Saat MK tengah melakukan pemeriksaan atas permohonan uji materi dari unsur masyarakat terhadap pasal 10 UU nomor 39 tahun 2008 tentang Kementerian Negara. Alasan pemohon adalah bahwa didalam pasal 17 Bab V UUD 1945 tentang Kementerian Negara tidak dikenal istilah Wakil Menteri.

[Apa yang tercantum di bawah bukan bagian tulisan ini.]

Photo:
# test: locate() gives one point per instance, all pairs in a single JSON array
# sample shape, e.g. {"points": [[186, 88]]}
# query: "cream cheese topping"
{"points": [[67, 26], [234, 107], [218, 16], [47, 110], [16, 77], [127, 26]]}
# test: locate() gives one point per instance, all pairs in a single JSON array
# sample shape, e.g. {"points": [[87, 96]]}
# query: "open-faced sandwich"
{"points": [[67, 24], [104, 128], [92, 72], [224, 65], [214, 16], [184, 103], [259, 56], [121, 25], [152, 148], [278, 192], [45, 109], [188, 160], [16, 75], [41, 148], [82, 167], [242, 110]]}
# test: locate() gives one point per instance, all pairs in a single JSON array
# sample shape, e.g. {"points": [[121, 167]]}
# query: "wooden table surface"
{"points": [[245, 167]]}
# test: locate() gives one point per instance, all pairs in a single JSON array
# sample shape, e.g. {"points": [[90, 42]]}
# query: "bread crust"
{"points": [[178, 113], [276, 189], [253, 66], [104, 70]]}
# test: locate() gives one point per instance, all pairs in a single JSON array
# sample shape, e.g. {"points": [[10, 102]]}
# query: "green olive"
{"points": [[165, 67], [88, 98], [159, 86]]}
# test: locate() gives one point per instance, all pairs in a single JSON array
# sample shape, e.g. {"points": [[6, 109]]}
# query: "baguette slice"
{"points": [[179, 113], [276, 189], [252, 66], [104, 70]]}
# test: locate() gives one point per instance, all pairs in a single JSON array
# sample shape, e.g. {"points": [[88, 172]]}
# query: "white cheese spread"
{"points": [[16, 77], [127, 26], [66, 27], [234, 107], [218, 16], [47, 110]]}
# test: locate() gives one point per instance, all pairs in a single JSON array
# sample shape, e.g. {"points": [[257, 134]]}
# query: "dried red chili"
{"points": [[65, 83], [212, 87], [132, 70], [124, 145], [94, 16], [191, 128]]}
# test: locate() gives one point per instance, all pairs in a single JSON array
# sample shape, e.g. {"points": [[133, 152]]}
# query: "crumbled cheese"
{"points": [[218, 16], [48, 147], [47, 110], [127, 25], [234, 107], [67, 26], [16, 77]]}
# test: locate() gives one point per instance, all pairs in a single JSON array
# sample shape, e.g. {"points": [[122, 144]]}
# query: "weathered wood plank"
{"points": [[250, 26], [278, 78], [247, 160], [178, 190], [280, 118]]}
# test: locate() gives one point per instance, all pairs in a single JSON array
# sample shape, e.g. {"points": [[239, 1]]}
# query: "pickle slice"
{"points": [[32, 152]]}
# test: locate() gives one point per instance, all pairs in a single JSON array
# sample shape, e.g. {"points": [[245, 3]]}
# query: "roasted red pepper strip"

"Dimana hal itu semakin dipertegas lagi didalam pasal 51 butir a;b;c;d UUD 1945. Itu uji materi yang diharapkan dapat diperiksa dan diputuskan dengan adil oleh MK. Kita tinggal menunggu kejelian dan kecerdasan dari Majelis Hakim MK yang memeriksa uji materi atas Pasal 10 UU Kementerian Negara dengan UUD 1945," ujar Iskandar dalam siaran persnya di Jakarta, Selasa (6/3/2012).
Dijelaskannya, pada Bab V Kementerian Negara Pasal 17 UUD 1945 ayat (1) berbunyi, ‘Presiden dibantu oleh menteri-menteri negara,’ ayat (2) berbunyi, ‘Menteri-menteri itu diangkat dan diperhentikan oleh Presiden,’ dan ayat (3) berbunyi, ‘Menteri-menteri itu memimpin departemen pemerintahan.’
"Artinya tata aturan dibuat bertentangan dengan yang semula. Hal ini menjadi menantang untuk ditilik dari sisi audit, sebab ada produk berupa UU diduga melawan UUD 1945 yang posisinya lebih tinggi sehingga akibat dari perlawanan itu membuahkan 2 (dua) Perpres yang satu dengan lain sangat bertentangan terkait persyaratan untuk menjadi Wakil Menteri," paparnya.
Lebih lanjut, pihaknya juga juga menyesalkan atas sikap diam DPR sebagai lembaga pengawas kerja presiden. Pasalnya, pengangkatan wakil menteri dapat berdampak pada keuangan negara itu sendiri.
"(Dapat) melahirkan dalih berupa hasil kinerja untuk menggelontorkan uang negara yang dilakukan dengan cara melawan UU. Kita tinggal menunggu kejelian dan kecerdasan MK yang memeriksa uji materi atas Pasal 10 UU Kementerian Negara terhadap UUD 1945," pungkasnya.